Upaya yang bisa dilakukan masyarakat di perkotaan atau di desa di Riau, sambungnya,  dengan menggelar berbagai diskusi, pelatihan, ataupun simulasi bagaimana kesiapsiagaan bencana itu harus dilakukan, sehingga masyarakat benar-benar tergambar pentingnya kesiapsiagaan menghadapi bencana.

Kader dari masyarakat terlatih dilakukan juga Pemprov Riau bersama pemerintah kabupaten/kota. Sebab, kader merupakan kekuatan yang diperoleh dari masyarakat dan sangat dibutuhkan bagi pengembangan program yang menitikberatkan pada penanggulangan bencana berbasis masyarakat.

Kader yang diambil dari masyarakat yang tinggal di daerah rawan bencana memang harus dilibatkan secara aktif. Dalam upaya penanggulangan bencana karena merekalah pihak yang sangat berkeinginan terbebas dari bencana.
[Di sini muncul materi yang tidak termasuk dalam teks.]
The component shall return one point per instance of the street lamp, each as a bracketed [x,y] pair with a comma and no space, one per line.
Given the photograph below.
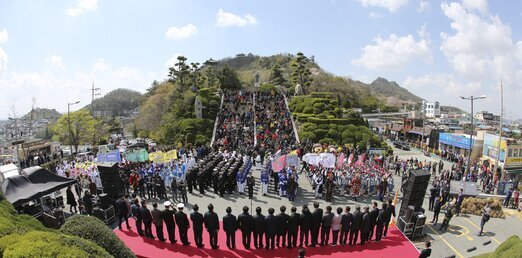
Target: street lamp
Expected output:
[471,98]
[69,122]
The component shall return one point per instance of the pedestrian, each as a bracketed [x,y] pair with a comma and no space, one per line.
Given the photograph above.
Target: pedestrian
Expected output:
[259,228]
[486,214]
[147,219]
[317,217]
[230,227]
[158,221]
[168,217]
[282,226]
[183,224]
[346,222]
[246,224]
[71,200]
[270,229]
[197,226]
[336,225]
[212,225]
[123,211]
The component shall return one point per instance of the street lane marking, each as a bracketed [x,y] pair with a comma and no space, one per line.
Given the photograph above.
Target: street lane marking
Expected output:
[446,242]
[486,233]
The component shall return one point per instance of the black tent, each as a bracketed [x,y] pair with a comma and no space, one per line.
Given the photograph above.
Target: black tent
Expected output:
[18,190]
[47,180]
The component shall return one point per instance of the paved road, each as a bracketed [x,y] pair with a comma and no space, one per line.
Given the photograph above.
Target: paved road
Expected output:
[463,230]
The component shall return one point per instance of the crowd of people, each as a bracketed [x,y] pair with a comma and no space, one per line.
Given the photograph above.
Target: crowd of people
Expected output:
[308,228]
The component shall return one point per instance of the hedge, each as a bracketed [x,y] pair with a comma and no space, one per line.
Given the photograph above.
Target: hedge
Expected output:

Kader inilah yang paling mengetahui situasi dan kondisi daerahnya, baik dalam konteks sosial maupun geografis.

‘’Kita harus menyadari bahwa kerusakan bumi akan mengancam kehidupan umat manusia secara menyeluruh. Bukan hanya di Riau, tapi juga umat manusia di seluruh nusantara ini. Masyarakat Riau juga harus bisa mawas diri dan melihat bagaimana kondisi lingkungan hidup di sekitarnya,’’ pungkasnya.

Humas WWF‘ Riau, Syamsidar berpendapat, penanggulangan bencana bisa dilakukan dengan menjaga lingkungan dan menanam pohon. Kegiatan ini dapat dilaksanakan untuk mencegah bencana alam banjir, kurangnya ketersediaan air bersih, tanah longsor.  Program bermanfaat bagi kepentingan Riau bidang lingkungan adalah termasuk penanaman atau reboisasi kawasan hutan sehingga mengingatkan dan memacu untuk terus melaksanakan komitmen mewujudkan kondisi SDA hutan di Riau tetap terjaga.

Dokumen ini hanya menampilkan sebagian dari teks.